There isn't a word for what I'm going to be when I grow up.

I make a lot of plans and to-do lists and whathaveyous. I'm trying to do that now and realizing I don't really want to. I am reconciling, recoiling, remarkable.

We haven't talked about it but I'm pretty sure my mom took some time off to "find herself." When else could she find time to hitch-hike to Alaska? I'm hoping she remembers how good that time was for her and her mental health when I tell her this weekend that I'm dropping out of society as much as possible. I know my parents will always love me but I also want them to be proud of me. I'm sure they'd have a much harder time saying, "Oh, Susan? She's... quit school and is working full-time! Yeah, we're proud of our average girl!" I'm not any less valuable because I don't strive to be rich, famous, or ridiculously well-off, right? I hope not.

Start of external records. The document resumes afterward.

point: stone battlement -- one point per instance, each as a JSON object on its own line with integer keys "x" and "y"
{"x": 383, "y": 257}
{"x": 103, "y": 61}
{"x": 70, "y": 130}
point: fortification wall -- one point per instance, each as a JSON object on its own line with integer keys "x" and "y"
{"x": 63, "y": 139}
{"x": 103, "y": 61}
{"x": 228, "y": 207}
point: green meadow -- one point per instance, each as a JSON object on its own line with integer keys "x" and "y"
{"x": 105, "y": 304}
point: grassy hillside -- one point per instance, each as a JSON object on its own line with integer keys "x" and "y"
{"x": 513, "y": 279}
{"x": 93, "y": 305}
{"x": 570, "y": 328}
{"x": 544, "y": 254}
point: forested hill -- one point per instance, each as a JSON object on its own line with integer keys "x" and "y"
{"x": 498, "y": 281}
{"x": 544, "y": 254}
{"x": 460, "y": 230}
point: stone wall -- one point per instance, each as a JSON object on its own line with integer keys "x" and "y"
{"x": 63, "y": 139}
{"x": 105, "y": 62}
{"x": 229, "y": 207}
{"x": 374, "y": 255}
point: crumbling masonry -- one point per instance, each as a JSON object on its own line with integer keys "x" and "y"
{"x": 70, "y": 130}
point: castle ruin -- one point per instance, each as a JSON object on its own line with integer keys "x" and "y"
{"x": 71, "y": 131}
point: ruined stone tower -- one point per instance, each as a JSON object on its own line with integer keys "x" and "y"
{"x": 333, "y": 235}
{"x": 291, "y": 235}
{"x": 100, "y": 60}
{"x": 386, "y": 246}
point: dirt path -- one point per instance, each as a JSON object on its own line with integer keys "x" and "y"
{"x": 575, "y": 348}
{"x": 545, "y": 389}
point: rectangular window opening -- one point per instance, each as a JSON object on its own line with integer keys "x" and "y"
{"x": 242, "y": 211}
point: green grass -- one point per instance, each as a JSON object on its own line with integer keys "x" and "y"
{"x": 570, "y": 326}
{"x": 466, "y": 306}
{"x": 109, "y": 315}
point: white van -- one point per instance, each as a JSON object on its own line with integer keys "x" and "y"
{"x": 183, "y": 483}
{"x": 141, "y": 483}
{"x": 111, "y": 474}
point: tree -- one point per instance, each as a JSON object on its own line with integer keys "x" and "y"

So, I have a plan? An idea? A goal? I know what I'm doing right now is not working. I know how to get out of it.

For now, working a lot more to get a place in Gainesville with John. More working and saving to move to Colorado (Colorado! Who would've thunk it?). Working and making connections in the Cannabis Business (Cannabusiness?) until I get restless enough to make new plans. Ultimately, I want to be in Washington, in a house, adopt two kids.

Scary is exciting but nice is different from good.